While Table O contains several courses that involve face-to-face teaching such as the language exchange programs, overwhelmingly, the table consists of massive open online courses (MOOCs), none of which involve any face-to-face contact hours. In an article published during their introduction, these MOOCs were described as “short modular courses” that allow students to acquire “foundational concepts and methods of other disciplines.”
USyd’s approach to MOOCs differs from that of other universities however, a fact which at times leaves their educational purpose ambiguous. A 2014 MIT study found that with access to a MOOC containing the content of the course, students who were the least prepared for a conventional unit of study were able to learn at the same rate as the rest of the cohort.

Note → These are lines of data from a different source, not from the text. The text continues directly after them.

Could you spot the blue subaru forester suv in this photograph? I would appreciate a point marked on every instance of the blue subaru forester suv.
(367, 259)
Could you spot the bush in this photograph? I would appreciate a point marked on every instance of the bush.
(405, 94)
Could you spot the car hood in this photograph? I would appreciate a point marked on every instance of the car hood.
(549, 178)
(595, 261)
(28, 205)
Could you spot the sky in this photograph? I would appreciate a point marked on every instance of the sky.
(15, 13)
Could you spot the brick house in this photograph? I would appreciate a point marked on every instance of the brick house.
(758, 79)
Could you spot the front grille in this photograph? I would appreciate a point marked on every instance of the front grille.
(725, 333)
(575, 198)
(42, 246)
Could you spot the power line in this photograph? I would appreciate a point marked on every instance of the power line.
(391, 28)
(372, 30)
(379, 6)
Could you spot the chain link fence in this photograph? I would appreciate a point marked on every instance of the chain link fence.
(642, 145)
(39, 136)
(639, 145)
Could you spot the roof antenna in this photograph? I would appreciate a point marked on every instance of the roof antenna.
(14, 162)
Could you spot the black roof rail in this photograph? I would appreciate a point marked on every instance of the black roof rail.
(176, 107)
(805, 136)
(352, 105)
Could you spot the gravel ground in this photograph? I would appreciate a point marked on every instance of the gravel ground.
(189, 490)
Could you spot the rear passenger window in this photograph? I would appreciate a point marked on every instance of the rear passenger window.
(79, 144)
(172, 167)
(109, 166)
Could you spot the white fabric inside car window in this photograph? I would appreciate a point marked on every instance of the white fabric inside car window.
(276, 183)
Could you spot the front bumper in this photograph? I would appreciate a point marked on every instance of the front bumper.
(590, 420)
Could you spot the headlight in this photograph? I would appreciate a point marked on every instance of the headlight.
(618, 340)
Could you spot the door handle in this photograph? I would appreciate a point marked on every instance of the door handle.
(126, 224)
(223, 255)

This finding was regarded as exceptional, as unprepared students tend to learn slower than usual. It is this hybridisation of a digital format and a conventional lecture/tutorial format that has led to a more inclusive and engaging learning experience. However, many of USyd’s OLEs do not have this structure, and are instead standalone or purely digital. Furthermore, OLEs often prohibit students from further face-to-face study in the area — for example, the data analysis course OLET1307 prohibits students from taking DATA1002, a face-to-face course that teaches data analysis.
In comparison to other universities, USyd implements the Open Learning Environment rather ungracefully. The University of New South Wales (UNSW), for example, requires all undergraduates to complete a structured program in General Education, which consists of larger, substantial, and hybridised courses that are built around the idea of fostering one or two skills that would be of considerable use in solving general problems. For example, the Computing 1A course is described as a course for “non-computing majors who want a solid introduction to programming, with the aim of using computers as part of some other discipline.” Furthermore, many UNSW units have online courses embedded in them as learning tools, resembling the situation that the MIT study investigated.
By contrast, USyd’s attempt to engage students with interdisciplinary knowledge is considerably less expansive. This is not only because it is new and limited, but also because the structure of the standalone MOOC system is inherently flawed in that completion is mandatory. In reality, leading standalone MOOC providers such as Coursera, edX and Xuetang (學慊瞳線) are successful precisely because they allow students to drop out. As David Pritchard, one of the researchers on the MIT study, highlights in a 2014 review, many students sign up for a MOOC only to see what a disciplinary field feels like before moving on, not wanting to pay for and sit through a several-week syllabus. By making OLEs mandatory, USyd has encouraged an unnatural learning process that makes students sit through a course outside their discipline in order to satisfy the 12cp threshold.
Many students are confused as to why they have to take these flawed courses. In a thread on the /r/usyd subreddit, some students have asserted that OLEs are a “clever way to save money and time for the university.” While the emphasis on standalone online courses lends weight to this theory, it remains unclear what the University is attempting to do with these courses. In its current state, the implementation of MOOCs has been heavy-handed and in opposition to current online course trends. Presently, it stands to replace the option of exploring other disciplinary fields through traditional elective units, all without the benefits of a hybrid, open environment.